Eröffnung des Gottesdienstes im Magdeburger Dom zur Unterzeichnung der gegenseitigen Taufanerkennung
Wolfgang Huber
Die Vielfalt aufnehmen
Wolfgang Huber eröffnet Gottesdienst zur Unterzeichnung der gegenseitigen Taufanerkennung
Am 29. April haben die Evangelische Kirche in Deutschland (EKD), die Deutsche Bischofskonferenz, orthodoxe und altorientalische Kirchen sowie Freikirchen auf der Ebene der Bundesrepublik Deutschland eine förmliche Erklärung über die wechselseitige Anerkennung der Taufe unterzeichnet. Die Unterzeichnung der Vereinbarung fand im Rahmen eines ökumenischen Gottesdienstes im Magdeburger Dom statt. Leitende Vertreter der elf beteiligten Kirchen und die versammelte Gemeinde wurde von dem Ratsvorsitzenden der EKD, Bischof Wolfgang Huber, begrüßt und in den Gottesdienst eingeführt. Wolfgang Huber sagte wörtlich:
„Als wir am 1. Juni 2003 vor dem Reichstag in Berlin zum Schlussgottesdienst des Ersten Ökumenischen Kirchentags versammelt waren, hörten wir Taufzeugnisse aus verschiedenen christlichen Kirchen. Und wir reichten einander Schalen mit Wasser weiter: als Symbol des Lebens, als Erinnerung an die Taufe, als Zeichen des Segens. Und als wir einander mit dem Wasser benetzten und ein Segenswort zusprachen, war die Hoffnung unter uns lebendig, dass die Taufe sich als ein kräftiges Band christlicher Einheit erweise. Daran knüpfen wir heute an.

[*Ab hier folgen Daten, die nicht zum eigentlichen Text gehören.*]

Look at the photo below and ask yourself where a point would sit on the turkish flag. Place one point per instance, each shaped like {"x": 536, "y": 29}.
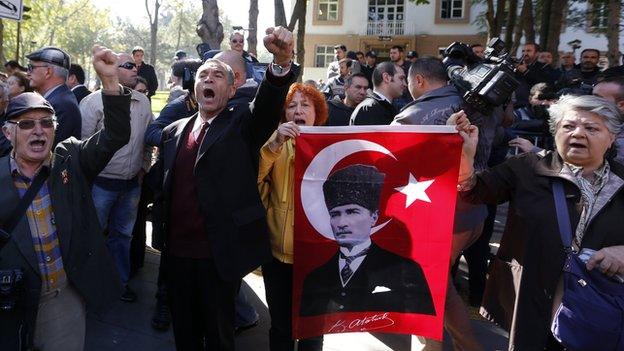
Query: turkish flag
{"x": 374, "y": 209}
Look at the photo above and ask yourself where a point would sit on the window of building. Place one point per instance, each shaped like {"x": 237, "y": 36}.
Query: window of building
{"x": 451, "y": 9}
{"x": 597, "y": 15}
{"x": 327, "y": 10}
{"x": 324, "y": 55}
{"x": 386, "y": 17}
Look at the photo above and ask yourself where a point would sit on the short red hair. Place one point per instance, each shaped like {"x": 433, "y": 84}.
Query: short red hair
{"x": 318, "y": 100}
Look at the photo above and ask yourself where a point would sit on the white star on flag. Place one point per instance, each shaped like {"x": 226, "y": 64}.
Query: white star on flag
{"x": 415, "y": 190}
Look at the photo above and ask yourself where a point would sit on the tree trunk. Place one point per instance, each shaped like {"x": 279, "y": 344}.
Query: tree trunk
{"x": 209, "y": 28}
{"x": 511, "y": 23}
{"x": 520, "y": 26}
{"x": 153, "y": 30}
{"x": 547, "y": 7}
{"x": 252, "y": 38}
{"x": 554, "y": 29}
{"x": 280, "y": 15}
{"x": 2, "y": 56}
{"x": 613, "y": 32}
{"x": 529, "y": 23}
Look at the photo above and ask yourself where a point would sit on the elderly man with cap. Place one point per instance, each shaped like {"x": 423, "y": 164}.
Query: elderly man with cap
{"x": 362, "y": 276}
{"x": 50, "y": 230}
{"x": 48, "y": 71}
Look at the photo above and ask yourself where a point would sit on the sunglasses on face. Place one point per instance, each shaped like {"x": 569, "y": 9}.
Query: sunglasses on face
{"x": 26, "y": 124}
{"x": 128, "y": 65}
{"x": 31, "y": 68}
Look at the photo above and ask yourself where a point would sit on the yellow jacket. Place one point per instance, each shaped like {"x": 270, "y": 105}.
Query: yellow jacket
{"x": 276, "y": 183}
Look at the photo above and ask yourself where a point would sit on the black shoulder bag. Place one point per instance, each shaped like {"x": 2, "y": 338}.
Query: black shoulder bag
{"x": 11, "y": 279}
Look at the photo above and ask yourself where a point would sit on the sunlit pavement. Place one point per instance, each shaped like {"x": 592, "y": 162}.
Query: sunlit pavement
{"x": 126, "y": 326}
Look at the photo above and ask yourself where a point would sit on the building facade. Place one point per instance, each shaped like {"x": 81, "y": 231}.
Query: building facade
{"x": 364, "y": 25}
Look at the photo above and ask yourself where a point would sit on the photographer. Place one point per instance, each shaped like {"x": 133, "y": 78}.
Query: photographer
{"x": 530, "y": 72}
{"x": 54, "y": 264}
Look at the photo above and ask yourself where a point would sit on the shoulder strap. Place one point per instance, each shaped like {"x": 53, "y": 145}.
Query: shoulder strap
{"x": 25, "y": 201}
{"x": 563, "y": 216}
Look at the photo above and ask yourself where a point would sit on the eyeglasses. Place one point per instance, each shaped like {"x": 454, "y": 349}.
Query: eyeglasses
{"x": 27, "y": 124}
{"x": 31, "y": 68}
{"x": 128, "y": 65}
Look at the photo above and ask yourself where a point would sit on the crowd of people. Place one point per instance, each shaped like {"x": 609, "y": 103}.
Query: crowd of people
{"x": 218, "y": 166}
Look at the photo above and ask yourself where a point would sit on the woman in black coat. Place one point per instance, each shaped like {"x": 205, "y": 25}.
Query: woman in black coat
{"x": 524, "y": 285}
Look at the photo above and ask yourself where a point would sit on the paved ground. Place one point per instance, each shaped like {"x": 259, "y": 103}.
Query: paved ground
{"x": 126, "y": 327}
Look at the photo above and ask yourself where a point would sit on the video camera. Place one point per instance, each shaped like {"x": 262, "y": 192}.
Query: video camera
{"x": 483, "y": 83}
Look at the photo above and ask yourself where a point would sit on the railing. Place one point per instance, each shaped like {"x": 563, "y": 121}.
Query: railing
{"x": 385, "y": 28}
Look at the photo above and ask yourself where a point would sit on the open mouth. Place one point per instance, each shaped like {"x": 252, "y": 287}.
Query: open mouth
{"x": 208, "y": 93}
{"x": 37, "y": 145}
{"x": 578, "y": 146}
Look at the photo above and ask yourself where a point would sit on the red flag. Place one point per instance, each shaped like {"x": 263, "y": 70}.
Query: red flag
{"x": 373, "y": 224}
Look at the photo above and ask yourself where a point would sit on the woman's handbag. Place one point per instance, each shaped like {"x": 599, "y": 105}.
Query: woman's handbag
{"x": 591, "y": 314}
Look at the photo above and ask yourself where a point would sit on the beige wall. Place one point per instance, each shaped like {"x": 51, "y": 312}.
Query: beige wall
{"x": 424, "y": 45}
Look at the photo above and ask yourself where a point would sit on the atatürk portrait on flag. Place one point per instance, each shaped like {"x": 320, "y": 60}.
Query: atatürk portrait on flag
{"x": 362, "y": 276}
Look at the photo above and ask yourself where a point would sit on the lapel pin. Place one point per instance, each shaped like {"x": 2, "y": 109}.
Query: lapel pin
{"x": 65, "y": 176}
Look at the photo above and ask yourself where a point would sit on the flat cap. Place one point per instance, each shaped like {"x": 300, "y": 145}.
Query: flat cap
{"x": 27, "y": 102}
{"x": 412, "y": 54}
{"x": 51, "y": 54}
{"x": 355, "y": 184}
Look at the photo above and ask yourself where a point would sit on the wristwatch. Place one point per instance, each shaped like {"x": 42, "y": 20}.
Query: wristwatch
{"x": 280, "y": 70}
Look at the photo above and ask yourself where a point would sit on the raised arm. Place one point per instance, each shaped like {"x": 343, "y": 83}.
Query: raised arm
{"x": 267, "y": 107}
{"x": 96, "y": 151}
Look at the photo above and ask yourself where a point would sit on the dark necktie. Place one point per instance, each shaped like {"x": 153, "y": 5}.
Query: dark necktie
{"x": 346, "y": 272}
{"x": 202, "y": 132}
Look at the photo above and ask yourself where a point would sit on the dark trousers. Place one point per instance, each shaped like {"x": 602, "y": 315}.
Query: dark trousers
{"x": 477, "y": 257}
{"x": 202, "y": 305}
{"x": 278, "y": 284}
{"x": 137, "y": 245}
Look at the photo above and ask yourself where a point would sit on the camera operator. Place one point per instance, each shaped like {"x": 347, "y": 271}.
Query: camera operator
{"x": 52, "y": 238}
{"x": 434, "y": 102}
{"x": 530, "y": 72}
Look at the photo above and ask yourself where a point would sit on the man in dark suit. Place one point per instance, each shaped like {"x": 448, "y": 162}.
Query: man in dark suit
{"x": 362, "y": 276}
{"x": 58, "y": 242}
{"x": 377, "y": 108}
{"x": 212, "y": 218}
{"x": 75, "y": 82}
{"x": 145, "y": 70}
{"x": 48, "y": 70}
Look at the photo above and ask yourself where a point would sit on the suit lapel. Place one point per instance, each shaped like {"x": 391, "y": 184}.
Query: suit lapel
{"x": 216, "y": 128}
{"x": 60, "y": 195}
{"x": 170, "y": 150}
{"x": 21, "y": 234}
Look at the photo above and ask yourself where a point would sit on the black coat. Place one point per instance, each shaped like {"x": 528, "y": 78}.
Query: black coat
{"x": 374, "y": 110}
{"x": 227, "y": 173}
{"x": 147, "y": 71}
{"x": 86, "y": 261}
{"x": 67, "y": 114}
{"x": 408, "y": 290}
{"x": 339, "y": 113}
{"x": 524, "y": 275}
{"x": 80, "y": 92}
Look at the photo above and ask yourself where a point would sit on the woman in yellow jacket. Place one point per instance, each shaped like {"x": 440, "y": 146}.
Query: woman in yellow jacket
{"x": 304, "y": 106}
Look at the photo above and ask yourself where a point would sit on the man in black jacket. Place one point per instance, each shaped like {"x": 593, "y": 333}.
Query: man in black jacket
{"x": 145, "y": 70}
{"x": 362, "y": 276}
{"x": 355, "y": 92}
{"x": 58, "y": 242}
{"x": 211, "y": 213}
{"x": 376, "y": 109}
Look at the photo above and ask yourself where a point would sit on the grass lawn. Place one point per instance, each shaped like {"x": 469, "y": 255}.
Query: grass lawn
{"x": 159, "y": 100}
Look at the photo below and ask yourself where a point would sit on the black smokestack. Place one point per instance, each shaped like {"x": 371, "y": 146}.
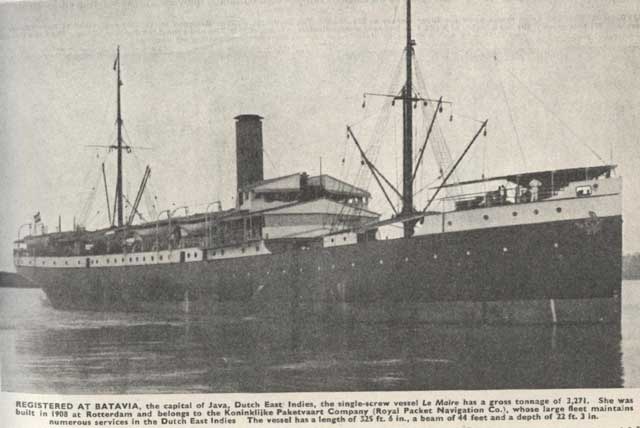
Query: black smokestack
{"x": 248, "y": 149}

Dabei leitet uns das Bekenntnis: „Jesus Christus ist unser Heil.“ Als Christen erwarten wir unser Heil von Gottes Sohn Jesus Christus. Das eint uns als christliche Kirchen. Alle Unterschiede, die uns im ökumenischen Miteinander unsere jeweilige Prägung geben, treten dahinter zurück.

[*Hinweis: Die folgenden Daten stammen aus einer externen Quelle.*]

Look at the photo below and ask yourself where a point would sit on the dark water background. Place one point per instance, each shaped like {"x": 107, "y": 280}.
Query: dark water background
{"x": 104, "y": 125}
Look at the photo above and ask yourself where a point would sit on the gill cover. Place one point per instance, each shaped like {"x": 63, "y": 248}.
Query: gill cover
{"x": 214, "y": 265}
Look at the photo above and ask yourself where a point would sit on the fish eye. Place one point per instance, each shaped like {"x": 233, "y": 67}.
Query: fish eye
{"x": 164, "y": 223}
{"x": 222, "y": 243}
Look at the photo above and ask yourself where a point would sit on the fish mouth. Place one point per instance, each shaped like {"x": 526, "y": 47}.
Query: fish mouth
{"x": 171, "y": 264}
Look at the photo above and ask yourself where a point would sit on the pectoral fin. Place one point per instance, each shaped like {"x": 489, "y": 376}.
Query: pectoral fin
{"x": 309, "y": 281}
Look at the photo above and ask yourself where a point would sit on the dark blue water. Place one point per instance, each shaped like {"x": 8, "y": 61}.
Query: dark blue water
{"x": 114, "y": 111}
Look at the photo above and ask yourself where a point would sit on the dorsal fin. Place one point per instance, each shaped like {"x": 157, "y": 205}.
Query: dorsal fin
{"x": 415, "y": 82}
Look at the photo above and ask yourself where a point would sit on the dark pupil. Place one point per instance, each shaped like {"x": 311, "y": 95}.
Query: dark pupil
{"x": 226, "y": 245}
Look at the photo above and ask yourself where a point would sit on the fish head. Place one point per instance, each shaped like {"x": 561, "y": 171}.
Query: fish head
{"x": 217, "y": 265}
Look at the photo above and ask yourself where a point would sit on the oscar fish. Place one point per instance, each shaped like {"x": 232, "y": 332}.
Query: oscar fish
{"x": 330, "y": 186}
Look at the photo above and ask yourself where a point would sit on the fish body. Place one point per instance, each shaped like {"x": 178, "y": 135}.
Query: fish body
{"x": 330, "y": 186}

„Jesus Christus ist unser Heil.“ Dieses Bekenntnis markiert auch den bleibenden Abstand des christlichen Glaubens zu anderen Religionen. Bei aller Offenheit für das interreligiöse Gespräch, bei aller Neugier auf gemeinsame Zugänge zu der einen Wahrheit lässt sich dies nicht verwischen. Denn das sagen wir nur als Christen, das sagen wir allein: „Jesus Christus ist unser Heil.“
Wer auf die Geschichte der Christenheit schaut, der sieht, wie vielfältig es in ihr seit ihren Anfängen zugegangen ist. Und wie schwer es war, die Einheit im Glauben so zu formulieren, dass möglichst viele zustimmen konnten. Deshalb ist es ein herausragendes Ereignis, wenn elf christliche Kirchen aus unterschiedlichen Traditionen einem gemeinsamen Text über die Taufe zustimmen.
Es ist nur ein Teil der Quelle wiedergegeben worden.